We were walking home from a friend’s house late this afternoon, DS in the Ergo, DD beside me. She decides to run ahead, and is usually excellent at stopping at corners. There was an alley ahead, and I warned her to stop. Instead, she ran right across it. I was pissed, that kind of angry that comes from fear. She was, in typical preschooler fashion, laughing at me. This I’m used to and know it’s nothing personal, but a part of me felt she needed to understand the seriousness of this. So I said to her: “you remember Calvin [neighbourhood cat]? remember he got hit by a car and ‘broke into pieces’ [this was a term she used, so I thought I’d speak her language]? well if you got hit by a car you would also break into peices, that’s why it’s so important for you to stop at the corner”.
Well, she broke down crying and started saying “I’ll never pretend anything ever!”. At first I thought she was just tired from a long playdate, and bringing up a recurring issue we have where she wants to tell others what to pretend…but she was getting pretty hysterical. I held her and tried to hear what she was saying, and this is a few of the things she got out while crying:
“I’ll never pretend anything ever when I’m dead”
“My friends will miss me if I’m dead”
“I’ll never see my friends and I will miss them”
“You hurt my feelings mama!” [euphimism for ‘scared’]
Well, I was floored. Absolutely floored. It was heartwrenching to hear a 3.5 year old “getting” the concept of death. Part of me felt guilty as hell for scaring her so much, but part of me was amazed at these things. This was definitely a first for us. I’d tried to discuss Calvin with her before – Calvin was a local cat who liked to sit on the corner in front of his home and greet passers by. Many people knew him, and one sad day we found a sign posted saying Calvin had been killed by a car.
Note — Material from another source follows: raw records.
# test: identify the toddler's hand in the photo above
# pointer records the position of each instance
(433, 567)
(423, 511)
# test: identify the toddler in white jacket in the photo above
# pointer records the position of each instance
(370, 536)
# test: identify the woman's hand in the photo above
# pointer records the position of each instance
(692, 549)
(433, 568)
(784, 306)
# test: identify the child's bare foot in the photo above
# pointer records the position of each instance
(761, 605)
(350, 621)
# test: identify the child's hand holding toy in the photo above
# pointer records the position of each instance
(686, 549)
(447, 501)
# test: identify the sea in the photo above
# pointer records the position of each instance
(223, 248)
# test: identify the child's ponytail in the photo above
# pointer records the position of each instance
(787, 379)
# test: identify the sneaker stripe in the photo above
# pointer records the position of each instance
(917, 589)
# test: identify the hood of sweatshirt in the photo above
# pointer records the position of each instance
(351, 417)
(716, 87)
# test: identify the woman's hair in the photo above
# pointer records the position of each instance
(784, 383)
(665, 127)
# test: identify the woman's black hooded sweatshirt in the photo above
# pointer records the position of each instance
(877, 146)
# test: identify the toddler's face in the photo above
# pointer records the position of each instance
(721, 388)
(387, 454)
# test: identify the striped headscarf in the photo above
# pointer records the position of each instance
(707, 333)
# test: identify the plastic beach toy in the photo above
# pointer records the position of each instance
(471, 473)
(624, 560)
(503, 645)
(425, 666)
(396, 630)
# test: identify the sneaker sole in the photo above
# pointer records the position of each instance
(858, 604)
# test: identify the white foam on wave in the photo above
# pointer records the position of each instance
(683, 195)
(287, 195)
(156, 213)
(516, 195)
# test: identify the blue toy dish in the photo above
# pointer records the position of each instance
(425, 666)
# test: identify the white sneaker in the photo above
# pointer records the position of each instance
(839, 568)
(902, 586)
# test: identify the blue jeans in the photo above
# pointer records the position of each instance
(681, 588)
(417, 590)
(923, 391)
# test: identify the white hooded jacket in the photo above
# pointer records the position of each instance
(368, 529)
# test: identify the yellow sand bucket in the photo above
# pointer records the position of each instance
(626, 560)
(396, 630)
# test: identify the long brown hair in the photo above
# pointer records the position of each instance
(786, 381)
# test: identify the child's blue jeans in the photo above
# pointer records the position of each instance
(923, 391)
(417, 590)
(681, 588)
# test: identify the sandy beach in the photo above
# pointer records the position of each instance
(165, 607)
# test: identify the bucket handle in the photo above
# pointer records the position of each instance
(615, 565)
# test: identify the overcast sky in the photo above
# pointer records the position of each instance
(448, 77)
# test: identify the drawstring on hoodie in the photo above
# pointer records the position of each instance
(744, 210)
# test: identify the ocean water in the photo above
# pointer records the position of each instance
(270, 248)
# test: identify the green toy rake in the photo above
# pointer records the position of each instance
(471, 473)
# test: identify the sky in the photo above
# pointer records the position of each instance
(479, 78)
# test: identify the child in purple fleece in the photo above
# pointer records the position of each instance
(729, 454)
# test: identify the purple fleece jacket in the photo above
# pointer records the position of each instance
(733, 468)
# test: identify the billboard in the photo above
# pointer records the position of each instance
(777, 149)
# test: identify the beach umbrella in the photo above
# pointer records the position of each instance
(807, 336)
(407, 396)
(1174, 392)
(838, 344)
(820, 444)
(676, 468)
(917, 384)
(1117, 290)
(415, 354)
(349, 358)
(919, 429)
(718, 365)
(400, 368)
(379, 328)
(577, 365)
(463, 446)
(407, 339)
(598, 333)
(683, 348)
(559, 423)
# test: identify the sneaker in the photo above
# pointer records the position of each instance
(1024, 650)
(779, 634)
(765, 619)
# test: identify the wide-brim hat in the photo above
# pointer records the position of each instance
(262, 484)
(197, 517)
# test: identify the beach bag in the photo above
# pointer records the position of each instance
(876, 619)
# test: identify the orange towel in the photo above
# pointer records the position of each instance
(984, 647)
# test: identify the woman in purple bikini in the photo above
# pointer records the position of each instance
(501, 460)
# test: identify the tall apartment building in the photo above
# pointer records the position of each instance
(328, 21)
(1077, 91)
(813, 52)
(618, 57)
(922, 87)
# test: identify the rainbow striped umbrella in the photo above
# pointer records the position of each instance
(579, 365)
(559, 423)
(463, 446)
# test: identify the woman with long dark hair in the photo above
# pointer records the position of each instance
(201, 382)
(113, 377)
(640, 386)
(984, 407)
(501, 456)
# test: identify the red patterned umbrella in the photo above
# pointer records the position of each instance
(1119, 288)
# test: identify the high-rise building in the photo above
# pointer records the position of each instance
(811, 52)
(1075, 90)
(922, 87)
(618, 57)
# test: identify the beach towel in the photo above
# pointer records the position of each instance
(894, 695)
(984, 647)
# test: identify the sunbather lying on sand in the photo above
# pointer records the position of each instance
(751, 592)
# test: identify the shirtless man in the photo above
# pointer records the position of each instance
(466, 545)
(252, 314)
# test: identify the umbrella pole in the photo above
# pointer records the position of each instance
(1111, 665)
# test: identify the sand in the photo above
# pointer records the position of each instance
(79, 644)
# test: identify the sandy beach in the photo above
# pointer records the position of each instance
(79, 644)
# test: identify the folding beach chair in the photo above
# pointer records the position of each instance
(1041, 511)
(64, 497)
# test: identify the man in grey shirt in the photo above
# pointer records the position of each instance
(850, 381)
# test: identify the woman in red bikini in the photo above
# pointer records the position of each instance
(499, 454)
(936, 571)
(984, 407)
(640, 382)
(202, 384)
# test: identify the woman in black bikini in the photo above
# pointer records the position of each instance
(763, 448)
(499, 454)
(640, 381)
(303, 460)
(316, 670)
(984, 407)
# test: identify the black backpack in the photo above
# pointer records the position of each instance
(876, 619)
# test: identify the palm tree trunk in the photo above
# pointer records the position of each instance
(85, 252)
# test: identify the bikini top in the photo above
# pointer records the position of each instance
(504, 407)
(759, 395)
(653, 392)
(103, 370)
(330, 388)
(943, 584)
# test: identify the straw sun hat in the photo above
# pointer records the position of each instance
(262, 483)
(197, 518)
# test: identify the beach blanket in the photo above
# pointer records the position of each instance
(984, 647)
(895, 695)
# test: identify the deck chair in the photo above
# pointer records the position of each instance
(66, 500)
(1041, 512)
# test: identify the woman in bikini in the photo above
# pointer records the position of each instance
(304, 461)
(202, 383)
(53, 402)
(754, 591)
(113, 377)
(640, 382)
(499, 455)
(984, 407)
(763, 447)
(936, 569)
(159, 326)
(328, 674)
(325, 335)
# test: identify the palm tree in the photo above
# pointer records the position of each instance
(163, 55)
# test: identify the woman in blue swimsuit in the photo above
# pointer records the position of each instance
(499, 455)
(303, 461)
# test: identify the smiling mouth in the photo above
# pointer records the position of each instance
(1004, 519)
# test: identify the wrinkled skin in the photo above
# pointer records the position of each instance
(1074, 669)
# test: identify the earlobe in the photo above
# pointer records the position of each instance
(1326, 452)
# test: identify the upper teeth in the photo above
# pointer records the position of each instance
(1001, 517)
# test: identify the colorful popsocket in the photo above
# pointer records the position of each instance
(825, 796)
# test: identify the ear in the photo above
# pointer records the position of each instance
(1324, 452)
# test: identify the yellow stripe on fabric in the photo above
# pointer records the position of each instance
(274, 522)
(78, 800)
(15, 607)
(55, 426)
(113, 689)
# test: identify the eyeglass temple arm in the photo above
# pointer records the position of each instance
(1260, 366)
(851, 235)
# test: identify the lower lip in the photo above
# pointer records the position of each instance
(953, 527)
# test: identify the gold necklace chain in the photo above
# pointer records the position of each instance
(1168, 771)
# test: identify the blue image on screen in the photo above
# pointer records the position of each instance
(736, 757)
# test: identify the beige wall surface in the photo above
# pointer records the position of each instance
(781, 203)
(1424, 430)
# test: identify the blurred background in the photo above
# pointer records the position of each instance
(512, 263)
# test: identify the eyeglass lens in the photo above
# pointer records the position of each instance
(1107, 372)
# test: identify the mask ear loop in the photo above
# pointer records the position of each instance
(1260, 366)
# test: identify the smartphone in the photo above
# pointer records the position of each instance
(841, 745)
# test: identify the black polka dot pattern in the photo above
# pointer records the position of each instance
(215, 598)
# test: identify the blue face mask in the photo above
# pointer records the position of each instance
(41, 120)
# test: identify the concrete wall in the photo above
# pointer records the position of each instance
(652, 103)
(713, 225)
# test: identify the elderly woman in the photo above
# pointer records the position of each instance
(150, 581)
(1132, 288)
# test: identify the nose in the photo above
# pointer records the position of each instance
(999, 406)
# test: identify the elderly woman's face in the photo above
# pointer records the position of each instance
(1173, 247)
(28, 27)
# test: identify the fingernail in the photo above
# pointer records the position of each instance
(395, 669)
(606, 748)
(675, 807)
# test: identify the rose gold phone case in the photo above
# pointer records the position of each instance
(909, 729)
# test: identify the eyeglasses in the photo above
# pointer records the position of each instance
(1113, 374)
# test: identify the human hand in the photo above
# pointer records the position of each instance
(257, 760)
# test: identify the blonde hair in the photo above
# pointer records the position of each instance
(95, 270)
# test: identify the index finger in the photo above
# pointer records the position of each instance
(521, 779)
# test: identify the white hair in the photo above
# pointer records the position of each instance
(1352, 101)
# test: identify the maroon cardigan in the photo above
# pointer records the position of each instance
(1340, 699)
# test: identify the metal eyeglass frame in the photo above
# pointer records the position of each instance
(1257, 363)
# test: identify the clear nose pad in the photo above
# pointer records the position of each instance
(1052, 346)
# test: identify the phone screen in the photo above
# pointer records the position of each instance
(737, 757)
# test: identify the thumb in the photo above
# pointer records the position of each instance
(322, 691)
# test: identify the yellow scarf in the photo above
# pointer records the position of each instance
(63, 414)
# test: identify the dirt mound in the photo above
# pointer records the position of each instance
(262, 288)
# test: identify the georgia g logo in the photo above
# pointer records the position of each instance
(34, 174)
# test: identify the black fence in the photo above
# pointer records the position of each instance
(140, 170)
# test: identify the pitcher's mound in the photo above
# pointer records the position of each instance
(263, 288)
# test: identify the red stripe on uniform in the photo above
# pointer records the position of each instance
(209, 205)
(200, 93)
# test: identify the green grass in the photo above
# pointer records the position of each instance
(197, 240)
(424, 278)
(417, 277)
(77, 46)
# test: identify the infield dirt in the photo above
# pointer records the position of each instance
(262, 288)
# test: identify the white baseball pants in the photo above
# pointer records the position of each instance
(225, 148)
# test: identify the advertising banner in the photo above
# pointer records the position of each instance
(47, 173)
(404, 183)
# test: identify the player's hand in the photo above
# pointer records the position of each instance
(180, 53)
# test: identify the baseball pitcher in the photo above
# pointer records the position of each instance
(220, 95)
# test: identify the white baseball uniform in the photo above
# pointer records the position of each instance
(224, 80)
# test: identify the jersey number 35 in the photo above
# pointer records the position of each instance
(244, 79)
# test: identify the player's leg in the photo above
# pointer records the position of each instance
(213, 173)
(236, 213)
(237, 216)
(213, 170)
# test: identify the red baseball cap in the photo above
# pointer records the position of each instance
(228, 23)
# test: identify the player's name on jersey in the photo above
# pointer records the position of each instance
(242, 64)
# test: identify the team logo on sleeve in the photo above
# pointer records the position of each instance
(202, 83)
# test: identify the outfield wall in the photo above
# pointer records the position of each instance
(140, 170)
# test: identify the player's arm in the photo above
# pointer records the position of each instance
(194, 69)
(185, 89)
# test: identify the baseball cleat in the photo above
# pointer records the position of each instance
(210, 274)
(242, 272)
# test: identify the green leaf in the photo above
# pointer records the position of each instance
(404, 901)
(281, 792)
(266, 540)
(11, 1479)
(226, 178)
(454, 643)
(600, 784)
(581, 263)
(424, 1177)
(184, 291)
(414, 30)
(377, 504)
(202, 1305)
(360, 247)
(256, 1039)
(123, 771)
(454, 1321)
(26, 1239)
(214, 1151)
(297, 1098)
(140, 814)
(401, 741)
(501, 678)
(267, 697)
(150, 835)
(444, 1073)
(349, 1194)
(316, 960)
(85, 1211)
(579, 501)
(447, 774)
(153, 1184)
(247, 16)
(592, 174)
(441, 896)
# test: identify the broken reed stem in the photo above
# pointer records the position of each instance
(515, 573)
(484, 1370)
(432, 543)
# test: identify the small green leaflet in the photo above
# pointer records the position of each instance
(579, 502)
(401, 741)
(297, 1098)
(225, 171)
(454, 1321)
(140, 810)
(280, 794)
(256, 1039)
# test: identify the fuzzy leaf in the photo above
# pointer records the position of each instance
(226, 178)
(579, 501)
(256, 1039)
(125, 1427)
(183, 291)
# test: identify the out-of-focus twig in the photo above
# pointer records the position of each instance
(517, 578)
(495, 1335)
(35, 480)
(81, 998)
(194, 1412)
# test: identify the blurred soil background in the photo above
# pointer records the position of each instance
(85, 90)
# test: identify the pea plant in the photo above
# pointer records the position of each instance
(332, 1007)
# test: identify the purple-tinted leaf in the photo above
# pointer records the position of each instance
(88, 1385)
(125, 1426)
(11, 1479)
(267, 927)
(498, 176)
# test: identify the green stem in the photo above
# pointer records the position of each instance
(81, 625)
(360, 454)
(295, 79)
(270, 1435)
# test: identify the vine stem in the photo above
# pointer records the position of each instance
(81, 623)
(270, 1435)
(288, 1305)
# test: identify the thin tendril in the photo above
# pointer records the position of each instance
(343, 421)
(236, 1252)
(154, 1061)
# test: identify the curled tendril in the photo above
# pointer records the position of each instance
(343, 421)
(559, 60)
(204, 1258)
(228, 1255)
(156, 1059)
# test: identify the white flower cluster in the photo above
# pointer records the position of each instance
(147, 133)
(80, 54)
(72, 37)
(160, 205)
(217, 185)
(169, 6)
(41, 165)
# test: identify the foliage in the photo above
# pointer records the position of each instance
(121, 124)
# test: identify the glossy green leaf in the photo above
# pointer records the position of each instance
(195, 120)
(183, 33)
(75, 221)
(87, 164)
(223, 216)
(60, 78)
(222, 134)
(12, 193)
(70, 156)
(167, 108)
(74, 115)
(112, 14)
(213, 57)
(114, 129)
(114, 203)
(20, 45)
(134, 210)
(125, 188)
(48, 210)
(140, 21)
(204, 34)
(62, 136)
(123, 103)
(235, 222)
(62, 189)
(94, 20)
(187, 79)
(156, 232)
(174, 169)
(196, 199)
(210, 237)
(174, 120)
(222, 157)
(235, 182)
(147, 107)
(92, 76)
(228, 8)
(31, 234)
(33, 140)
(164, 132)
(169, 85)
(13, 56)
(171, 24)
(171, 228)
There was a pile of flowers and letters from neighbours. I had to try and explain to DD what happened without scaring her, and thought it had gone okay (this was several months ago) and she had described it as Calvin “breaking into peices” and wondered why nobody had put him back together again. At the time, I didn’t think she had fully grasped the concept.
Today, I’d deliberately not mentioned “dead” – I didn’t want to freak her out too much, but I underestimated her conception of what had happened to Calvin. I know that I can’t sheild her from this stuff, and it was good for her to get it out. I carried her home and comforted her, but fought back the desire to “make it better”. It’s hard to describe how I felt, but part sad and part fascinated comes close.
Anyways, it was just one of those moments that felt very powerful and important, and I wanted to write it down.